Altezza della carne?

“La vera bistecca Fiorentina in origine non era alta come la mangiamo oggi, era due dita, massimo due dita e mezzo. Lo dice anche il Falorni nel libro, sostenendo che si mangiano bistecche troppo alte. Siamo arrivati alla quattro-cinque dita perché fondamentalmente ce la stanno imitando un po’ dappertutto. Ma qual è la caratteristica che nelle altre regioni non riescono a clonare? E’ quella della cottura al sangue e alta: culturalmente in Toscana si taglia una bistecca alta quattro dita, anche cinque, altrove no. Difficilmente fuori dalla tradizione della Fiorentina si fa una bistecca così al sangue, tanto meno all’estero. In sostanza il taglio così alto è stato un modo per difenderla”.

Nel libro c’è anche spazio per quattro macellai (due chantigiani doc): Dario Cecchini, Stefano Bencistà Falorni, Simone Fracassi, Luca Menoni…

“Vengono intervistati botta e risposta, visto che l’idea del libro è raccontare e far raccontare, in modo che le persone si facciano la loro idea. Parlano anche della loro vita, di come si sono rapportati con la carne fin da bambini. Sono una miniera di aneddoti”.

Un’altra parte del libro è sull’abbinamento vino-Fiorentina. Ci dà qualche indicazione in questo senso?

“Nel libro ce ne sono diversi, con molti Chianti Classico: sicuramente il Sangiovese si presta bene, soprattutto quando ha un alcol meno esuberante, meno forte, che non va a cozzare con la bella grattata di pepe che nella bistecca ci vuole. Asciuttezza, acidità, tannino bilanciano una buona Fiorentina, che deve sempre avere un buon grasso. Detto questo, un vino buono sta bene con tutto”.

A proposito di Chianti: un filo d’olio extravergine d’oliva sopra? Sì? No?

“Perché no, va in base al gusto. Ma… perché no! Anche sui condimenti ci sono tante curiosità nel libro: ma io dico, con un bell’olio nuovo… come fai a tenerlo lontano da una Fiorentina?”.

Insomma, alla fine di tutto, dove la possiamo mangiare allora questa benedetta bistecca?

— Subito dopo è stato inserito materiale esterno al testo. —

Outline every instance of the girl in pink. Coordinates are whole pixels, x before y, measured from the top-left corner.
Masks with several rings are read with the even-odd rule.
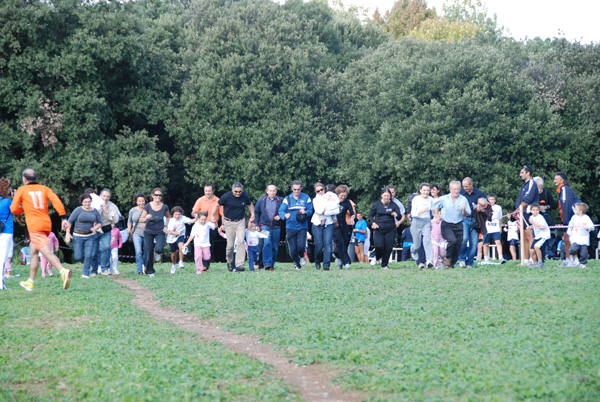
[[[114,275],[120,275],[119,272],[119,249],[123,246],[123,235],[118,227],[110,231],[110,270]]]
[[[431,220],[431,246],[433,247],[433,266],[438,269],[440,258],[446,259],[446,240],[442,237],[442,211],[433,213]]]
[[[196,263],[196,274],[208,272],[204,269],[204,261],[210,261],[210,229],[215,228],[215,224],[207,222],[208,214],[198,212],[198,220],[192,226],[190,238],[185,243],[187,247],[194,240],[194,262]]]
[[[54,232],[50,232],[48,235],[48,243],[50,243],[50,251],[54,252],[54,250],[58,250],[58,239]],[[42,267],[42,278],[46,277],[46,270],[48,271],[48,276],[52,276],[52,264],[43,255],[40,253],[40,266]]]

“Il libro propone una sorta di guida ai migliori ristoranti e alle migliori trattorie dove si mangia Fiorentina. Locali di Firenze, ovviamente, ma anche della Toscana, di Milano, di Londra, di Parigi e di New York. In territorio chiantigiano? Da Rinuccio 1180, alle Cantine Antinori, e da Dario Cecchini a Panzano in Chianti. Poi avrei anche un paio di altri indirizzi, ma per adesso li tengo nascosti…”.